I must get on with doing some more shots though, I really want to add to the victorian gothic collection I have been working on. My favorite style of photography is the darker more atmospheric images, predominatly medium format film based but I use the digital as well. I like a sense of the macabre and want to delve more deeply into this with my photography. Watch this space...mwraahahahaha....(spooky laugh).

First post on a rainy day

What a day. Muddy does not describe it! I'm not going to do much of an introduction kind of thing for my first blog post, except to say I am an archaeologist by trade but photographer for the love of it. I work on site most of the week, run a market stall selling my photographs two days a week and hibernate on sundays. Somewhere in there I also try to find time to take the pictures...!

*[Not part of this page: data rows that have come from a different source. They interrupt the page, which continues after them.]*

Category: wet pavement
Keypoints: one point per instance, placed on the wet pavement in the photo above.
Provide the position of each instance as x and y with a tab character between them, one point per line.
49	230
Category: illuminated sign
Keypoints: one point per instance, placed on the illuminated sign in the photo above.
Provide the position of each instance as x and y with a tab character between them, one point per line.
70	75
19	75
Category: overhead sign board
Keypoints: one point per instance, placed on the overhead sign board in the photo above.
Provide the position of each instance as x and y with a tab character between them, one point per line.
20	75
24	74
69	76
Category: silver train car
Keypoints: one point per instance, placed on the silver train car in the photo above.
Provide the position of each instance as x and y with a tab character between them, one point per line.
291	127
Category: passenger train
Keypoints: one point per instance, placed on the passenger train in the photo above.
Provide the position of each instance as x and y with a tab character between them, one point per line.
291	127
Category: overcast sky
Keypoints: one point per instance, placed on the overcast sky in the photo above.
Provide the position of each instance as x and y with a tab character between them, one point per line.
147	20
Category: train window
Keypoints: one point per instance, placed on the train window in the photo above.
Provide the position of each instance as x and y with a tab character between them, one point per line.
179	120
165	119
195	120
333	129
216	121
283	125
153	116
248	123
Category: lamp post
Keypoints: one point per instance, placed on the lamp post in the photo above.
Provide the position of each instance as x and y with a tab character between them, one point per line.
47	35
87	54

Today was a perfect illustration of why archaeologists are mad. Heavy rain most of the day, a clay site and time running out...recipe for a mud bath. Luckily we could work an area that wasn't strong in archaeology so no risk of ruining it by huge muddy boots tramping all over the place. Still, theres a limit to what you can do when the weather turns against you.
Time for a cuppa...hang that coat up to dry and feet up.